Let me explain. When an architect is brought before a court of law to face allegations of negligence or incompetence (and few people including those in charge of discipline at the Architects Registration Board distinguish between these charges), two questions will inevitably go to the heart of the issues.

First, what did the architect do that they should not have done? For example, issue a practical completion certificate without having inspected the work.

Second, what did they not do that they should have done? For example, fail to comply with listed buildings legislation.

Likewise, when complaints relating to competence are referred to the ARB, often at the conclusion of the processes of litigation in the civil courts, similar questions will be addressed when determining the appropriate action to take against an individual architect.

But what is the benchmark against which performance is measured?
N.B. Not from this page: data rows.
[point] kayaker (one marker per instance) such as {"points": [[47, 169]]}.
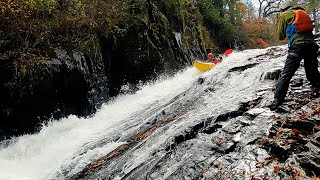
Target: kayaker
{"points": [[209, 58], [217, 59], [297, 25]]}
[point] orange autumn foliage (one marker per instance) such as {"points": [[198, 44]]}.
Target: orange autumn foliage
{"points": [[260, 32]]}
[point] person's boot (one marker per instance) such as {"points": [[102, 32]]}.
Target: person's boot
{"points": [[315, 89], [275, 104]]}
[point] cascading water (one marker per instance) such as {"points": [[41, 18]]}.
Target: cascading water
{"points": [[65, 147]]}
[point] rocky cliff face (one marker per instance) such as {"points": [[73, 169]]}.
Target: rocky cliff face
{"points": [[61, 80]]}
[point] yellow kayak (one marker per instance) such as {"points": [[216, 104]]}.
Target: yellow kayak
{"points": [[203, 66]]}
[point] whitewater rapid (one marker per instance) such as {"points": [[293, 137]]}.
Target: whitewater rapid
{"points": [[64, 147]]}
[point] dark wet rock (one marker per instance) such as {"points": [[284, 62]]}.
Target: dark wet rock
{"points": [[310, 162], [63, 79], [249, 142], [273, 74], [242, 68]]}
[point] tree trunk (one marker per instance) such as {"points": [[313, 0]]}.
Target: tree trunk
{"points": [[315, 20]]}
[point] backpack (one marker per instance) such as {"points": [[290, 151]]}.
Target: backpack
{"points": [[302, 23]]}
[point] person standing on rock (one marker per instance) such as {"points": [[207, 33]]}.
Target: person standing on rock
{"points": [[296, 24]]}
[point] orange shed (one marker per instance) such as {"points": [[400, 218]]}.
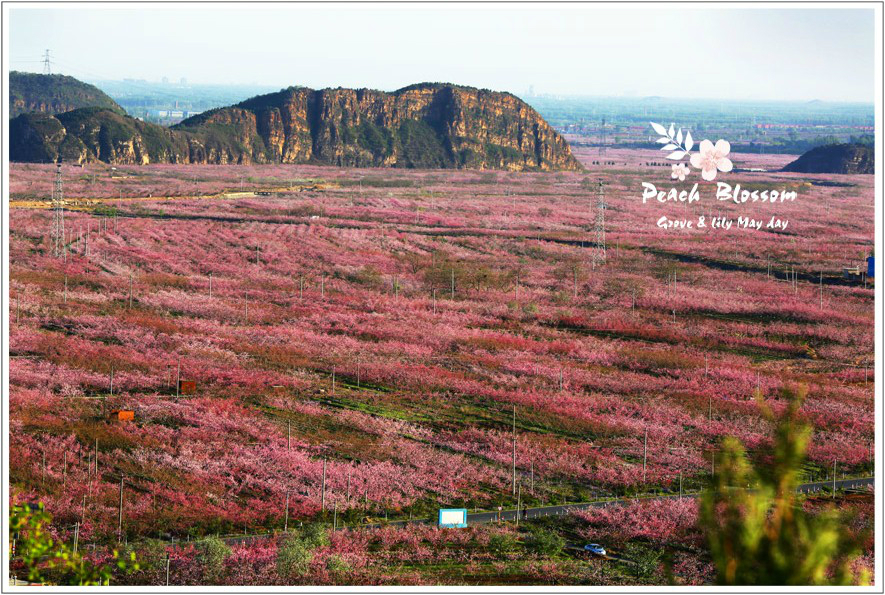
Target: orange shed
{"points": [[122, 415]]}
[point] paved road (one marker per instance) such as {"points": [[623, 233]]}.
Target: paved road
{"points": [[533, 513], [557, 510]]}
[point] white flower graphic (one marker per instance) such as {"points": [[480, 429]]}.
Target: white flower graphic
{"points": [[680, 170], [711, 158]]}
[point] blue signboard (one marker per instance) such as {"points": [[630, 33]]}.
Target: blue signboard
{"points": [[452, 517]]}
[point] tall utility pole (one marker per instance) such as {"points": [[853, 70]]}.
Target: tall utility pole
{"points": [[120, 517], [514, 450], [599, 254], [58, 215]]}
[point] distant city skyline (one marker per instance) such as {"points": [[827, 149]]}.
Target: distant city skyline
{"points": [[673, 51]]}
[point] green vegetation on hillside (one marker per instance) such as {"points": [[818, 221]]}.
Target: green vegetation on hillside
{"points": [[53, 94]]}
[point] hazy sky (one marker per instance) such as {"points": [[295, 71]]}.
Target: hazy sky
{"points": [[667, 50]]}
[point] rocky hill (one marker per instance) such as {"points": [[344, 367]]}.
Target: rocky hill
{"points": [[422, 126], [53, 94], [835, 159]]}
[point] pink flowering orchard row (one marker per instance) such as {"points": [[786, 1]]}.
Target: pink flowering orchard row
{"points": [[390, 331]]}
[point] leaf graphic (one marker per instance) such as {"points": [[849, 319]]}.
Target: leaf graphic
{"points": [[659, 129]]}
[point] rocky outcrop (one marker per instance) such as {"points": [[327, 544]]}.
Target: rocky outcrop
{"points": [[94, 134], [53, 94], [835, 159], [423, 126]]}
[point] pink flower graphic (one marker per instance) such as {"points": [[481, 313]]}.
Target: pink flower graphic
{"points": [[680, 170], [711, 158]]}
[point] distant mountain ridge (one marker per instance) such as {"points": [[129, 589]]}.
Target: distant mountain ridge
{"points": [[849, 158], [429, 125], [53, 94]]}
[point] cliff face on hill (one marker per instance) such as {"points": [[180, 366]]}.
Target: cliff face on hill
{"points": [[835, 159], [53, 94], [423, 126]]}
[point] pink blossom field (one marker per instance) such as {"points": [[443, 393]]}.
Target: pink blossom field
{"points": [[381, 330]]}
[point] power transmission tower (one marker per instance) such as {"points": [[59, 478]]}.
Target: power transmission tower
{"points": [[599, 253], [58, 215]]}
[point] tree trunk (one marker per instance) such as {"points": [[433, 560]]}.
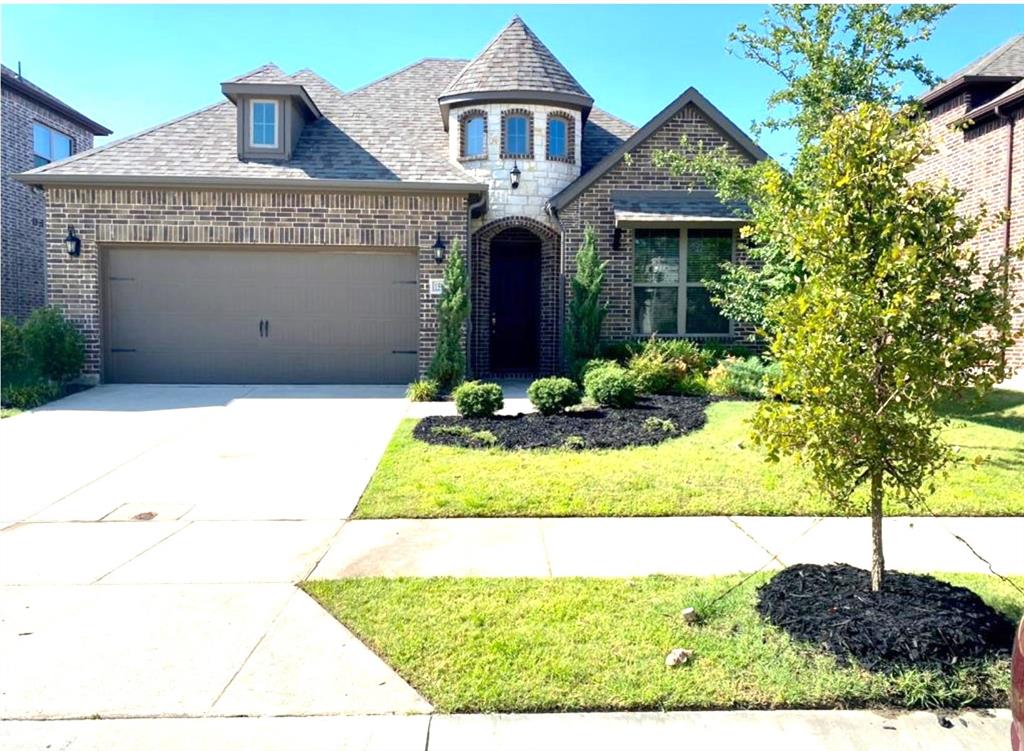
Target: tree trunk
{"points": [[878, 559]]}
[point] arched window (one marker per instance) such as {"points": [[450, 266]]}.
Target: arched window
{"points": [[474, 134]]}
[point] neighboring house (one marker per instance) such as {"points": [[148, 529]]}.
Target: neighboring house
{"points": [[293, 233], [977, 119], [37, 128]]}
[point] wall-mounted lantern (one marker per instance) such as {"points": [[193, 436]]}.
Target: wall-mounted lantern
{"points": [[439, 248], [72, 243]]}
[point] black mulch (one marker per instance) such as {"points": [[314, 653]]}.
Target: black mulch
{"points": [[913, 621], [597, 428]]}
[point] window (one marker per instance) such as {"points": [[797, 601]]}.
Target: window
{"points": [[48, 144], [557, 138], [516, 135], [669, 272], [474, 136], [264, 123]]}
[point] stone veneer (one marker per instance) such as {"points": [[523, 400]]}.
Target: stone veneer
{"points": [[541, 178], [975, 161], [636, 173], [23, 235], [283, 219]]}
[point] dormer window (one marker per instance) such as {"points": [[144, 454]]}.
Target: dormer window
{"points": [[517, 134], [474, 134], [264, 123], [561, 137]]}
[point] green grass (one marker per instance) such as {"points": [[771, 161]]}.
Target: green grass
{"points": [[563, 644], [716, 470]]}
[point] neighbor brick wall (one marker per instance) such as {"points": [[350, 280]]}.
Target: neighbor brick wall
{"points": [[975, 161], [23, 233], [210, 218], [637, 173]]}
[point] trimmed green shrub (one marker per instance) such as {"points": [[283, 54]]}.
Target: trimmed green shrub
{"points": [[551, 395], [423, 390], [55, 346], [29, 395], [474, 399], [737, 377], [610, 385]]}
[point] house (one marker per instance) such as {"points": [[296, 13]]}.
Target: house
{"points": [[295, 233], [975, 117], [37, 128]]}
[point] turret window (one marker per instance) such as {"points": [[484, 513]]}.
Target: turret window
{"points": [[561, 137], [474, 134], [517, 134]]}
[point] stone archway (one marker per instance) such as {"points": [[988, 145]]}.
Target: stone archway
{"points": [[526, 255]]}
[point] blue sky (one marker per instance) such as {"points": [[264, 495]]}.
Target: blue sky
{"points": [[131, 67]]}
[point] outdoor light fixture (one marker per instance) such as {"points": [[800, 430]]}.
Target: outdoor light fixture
{"points": [[439, 249], [72, 244]]}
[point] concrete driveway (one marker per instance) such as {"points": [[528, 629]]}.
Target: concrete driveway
{"points": [[150, 541]]}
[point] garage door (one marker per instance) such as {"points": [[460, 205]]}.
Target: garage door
{"points": [[255, 317]]}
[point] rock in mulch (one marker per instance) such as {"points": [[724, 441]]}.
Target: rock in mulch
{"points": [[650, 421], [915, 621]]}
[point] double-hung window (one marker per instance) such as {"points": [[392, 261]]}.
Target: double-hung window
{"points": [[264, 123], [669, 273], [48, 144]]}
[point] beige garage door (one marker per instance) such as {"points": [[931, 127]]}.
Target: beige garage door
{"points": [[260, 317]]}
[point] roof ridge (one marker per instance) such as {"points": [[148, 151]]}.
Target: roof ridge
{"points": [[410, 67], [96, 150]]}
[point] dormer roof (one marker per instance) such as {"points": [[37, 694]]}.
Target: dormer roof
{"points": [[515, 67]]}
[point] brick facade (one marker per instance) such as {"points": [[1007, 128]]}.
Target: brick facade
{"points": [[104, 217], [23, 253], [975, 161], [594, 207]]}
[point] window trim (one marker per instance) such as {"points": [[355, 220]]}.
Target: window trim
{"points": [[50, 130], [684, 282], [276, 124]]}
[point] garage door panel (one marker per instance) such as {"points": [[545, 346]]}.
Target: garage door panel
{"points": [[194, 316]]}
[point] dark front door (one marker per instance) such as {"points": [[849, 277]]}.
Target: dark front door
{"points": [[515, 302]]}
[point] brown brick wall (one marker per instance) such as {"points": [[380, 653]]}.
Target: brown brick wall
{"points": [[104, 216], [637, 173], [23, 234], [975, 161]]}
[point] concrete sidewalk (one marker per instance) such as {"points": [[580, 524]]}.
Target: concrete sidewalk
{"points": [[778, 731], [639, 546]]}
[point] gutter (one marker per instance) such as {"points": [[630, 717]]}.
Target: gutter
{"points": [[246, 183]]}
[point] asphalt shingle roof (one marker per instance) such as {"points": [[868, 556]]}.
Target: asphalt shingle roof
{"points": [[515, 59], [387, 130]]}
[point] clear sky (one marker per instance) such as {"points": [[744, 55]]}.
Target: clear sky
{"points": [[131, 67]]}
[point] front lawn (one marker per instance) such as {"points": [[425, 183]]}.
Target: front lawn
{"points": [[577, 644], [715, 470]]}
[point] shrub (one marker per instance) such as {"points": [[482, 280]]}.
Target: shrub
{"points": [[737, 377], [13, 359], [474, 399], [55, 346], [693, 385], [551, 395], [29, 395], [423, 390], [610, 385]]}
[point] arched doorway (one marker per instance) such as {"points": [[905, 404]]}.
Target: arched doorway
{"points": [[515, 302]]}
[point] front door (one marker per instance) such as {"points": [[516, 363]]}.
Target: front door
{"points": [[515, 303]]}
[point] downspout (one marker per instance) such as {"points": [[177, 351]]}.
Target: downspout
{"points": [[478, 204], [1010, 188]]}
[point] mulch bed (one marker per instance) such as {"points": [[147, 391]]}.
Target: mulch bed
{"points": [[596, 428], [913, 621]]}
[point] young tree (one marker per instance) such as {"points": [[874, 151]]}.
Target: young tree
{"points": [[895, 315], [583, 328], [448, 368], [830, 58]]}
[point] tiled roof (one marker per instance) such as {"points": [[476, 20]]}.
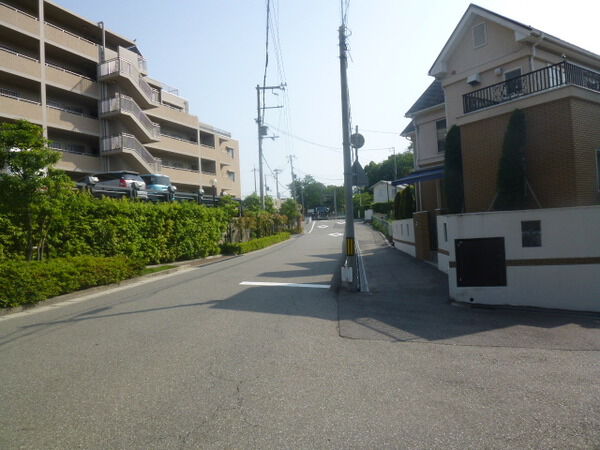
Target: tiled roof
{"points": [[433, 95], [409, 129]]}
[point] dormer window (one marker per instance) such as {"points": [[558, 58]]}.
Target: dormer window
{"points": [[479, 35]]}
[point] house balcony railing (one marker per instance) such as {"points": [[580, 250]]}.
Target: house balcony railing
{"points": [[127, 143], [119, 66], [550, 77], [126, 105]]}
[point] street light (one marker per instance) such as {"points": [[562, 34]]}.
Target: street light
{"points": [[213, 182]]}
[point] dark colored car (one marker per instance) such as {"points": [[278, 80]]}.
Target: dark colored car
{"points": [[120, 183], [159, 187]]}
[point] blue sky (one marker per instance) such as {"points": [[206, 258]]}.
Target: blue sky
{"points": [[213, 51]]}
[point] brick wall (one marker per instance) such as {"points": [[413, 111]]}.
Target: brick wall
{"points": [[586, 126], [560, 161]]}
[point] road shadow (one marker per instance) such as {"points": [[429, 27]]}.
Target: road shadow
{"points": [[409, 302]]}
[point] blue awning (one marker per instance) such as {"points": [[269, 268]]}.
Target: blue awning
{"points": [[420, 175]]}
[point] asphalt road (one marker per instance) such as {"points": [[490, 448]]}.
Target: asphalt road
{"points": [[198, 360]]}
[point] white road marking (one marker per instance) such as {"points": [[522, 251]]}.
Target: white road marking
{"points": [[84, 298], [269, 283]]}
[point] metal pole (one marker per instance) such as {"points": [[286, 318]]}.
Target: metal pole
{"points": [[277, 172], [260, 171], [349, 244]]}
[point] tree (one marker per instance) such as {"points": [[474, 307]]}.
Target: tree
{"points": [[453, 173], [291, 209], [404, 203], [30, 192], [512, 183], [251, 203], [385, 169]]}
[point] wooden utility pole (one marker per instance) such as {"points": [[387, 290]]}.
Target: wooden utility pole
{"points": [[349, 242]]}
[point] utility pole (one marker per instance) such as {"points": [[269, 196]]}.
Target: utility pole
{"points": [[349, 243], [254, 170], [291, 157], [277, 172], [262, 133]]}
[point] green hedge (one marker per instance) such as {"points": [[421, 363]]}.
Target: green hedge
{"points": [[155, 233], [254, 244], [383, 207], [23, 282]]}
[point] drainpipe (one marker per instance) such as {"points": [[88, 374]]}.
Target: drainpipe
{"points": [[540, 37]]}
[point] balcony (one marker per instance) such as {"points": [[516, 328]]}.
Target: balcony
{"points": [[66, 119], [120, 68], [122, 104], [71, 81], [561, 74], [70, 41], [128, 144], [176, 145], [18, 63], [16, 19], [15, 107], [174, 115]]}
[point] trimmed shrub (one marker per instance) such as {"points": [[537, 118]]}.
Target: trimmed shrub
{"points": [[511, 182], [453, 174], [23, 282]]}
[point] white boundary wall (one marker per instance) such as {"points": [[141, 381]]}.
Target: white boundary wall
{"points": [[547, 276], [403, 232], [444, 243]]}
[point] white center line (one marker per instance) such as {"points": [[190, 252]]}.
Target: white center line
{"points": [[269, 283]]}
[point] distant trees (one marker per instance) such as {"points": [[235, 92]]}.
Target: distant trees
{"points": [[30, 191], [453, 173], [512, 183]]}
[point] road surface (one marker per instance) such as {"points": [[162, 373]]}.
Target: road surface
{"points": [[224, 356]]}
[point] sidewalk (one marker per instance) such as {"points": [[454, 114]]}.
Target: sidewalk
{"points": [[408, 301]]}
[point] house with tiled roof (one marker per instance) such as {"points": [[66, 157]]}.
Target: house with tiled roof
{"points": [[489, 67]]}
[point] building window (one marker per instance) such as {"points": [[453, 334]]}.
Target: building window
{"points": [[531, 233], [479, 35], [207, 139], [440, 126], [514, 84], [208, 166]]}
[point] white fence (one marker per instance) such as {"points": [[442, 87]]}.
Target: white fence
{"points": [[552, 257], [403, 232]]}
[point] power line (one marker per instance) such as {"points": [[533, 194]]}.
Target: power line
{"points": [[328, 147], [381, 132]]}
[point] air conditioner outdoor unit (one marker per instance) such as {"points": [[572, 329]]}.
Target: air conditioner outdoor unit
{"points": [[474, 79]]}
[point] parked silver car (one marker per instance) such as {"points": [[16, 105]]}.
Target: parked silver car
{"points": [[121, 183]]}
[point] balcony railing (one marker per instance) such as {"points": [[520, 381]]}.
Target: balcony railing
{"points": [[128, 70], [560, 74], [125, 104], [123, 142]]}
Well, certainly case law can assist the courts (although apparently not the ARB because its previous registrar destroyed all past case files from ARCUK days). Then there is the opinion of the expert witness who can advise the court with respect to what a reasonably competent architect should have (or should not have) done in such circumstances. And reference can, of course, be made to the RIBA Job Book (now in its seventh edition), but the weaknesses here are twofold: first, this publication does not form part of the contract between architect and client; and second, it is no longer compatible with the latest SFAs!

So the main point of reference in assessing an architect's performance is the letter or SFA under which the appointment is made. Here, the courts and the ARB can establish the scope of the service commissioned (that is full or partial basic services, 'other' services and so on). Furthermore, the duties under each work stage are clearly set out in the SFAs, although I remain critical of these documents for reasons outlined previously (AJ 20.4.00 and 27.4.00).

So, it quickly becomes apparent that the extent of the PI insurer's liabilities are principally determined by the RIBA's SFA publications which define the scope of services to be provided. Likewise, the ARB relies on these documents in determining what could reasonably have been expected of any architect against whom a complaint is made.

But if architects are unable to provide services in accordance with the obligations that can be expected under the SFAs, then the PIcompanies are, of course, exposed to risk.

This, then, introduces a further and crucial element into the equation: are schools of architecture preparing graduates properly, in terms of both the scope and the quality of service that will be defined as appropriate by the courts against the duties set out in the various SFAs?

The schools may not welcome such scrutiny but this is an important issue: those graduates from Part 2 courses who decide to press on and sit professional practice exams quite reasonably expect that their education will have prepared them appropriately: where they have studied conscientiously, they anticipate early success in their Part 3 exams, and they look forward to being able to perform competently in practice.

But when things go wrong and architects are successfully sued, it is pay-out day for the insurers. And as a consequence, of course, PI premiums go up for the rest of us.

This is just another reason why it is in the interest of our profession that the education provided for those who wish to enter practice as architects - by far the majority of students - will properly prepare them to deal with the professional obligations that they will have to meet. Apart from competently serving the consumer, and maintaining the reputation of our profession, it is crucial that the level of successful PI claims is kept to the minimum - otherwise we all pay through constantly escalating PI premiums.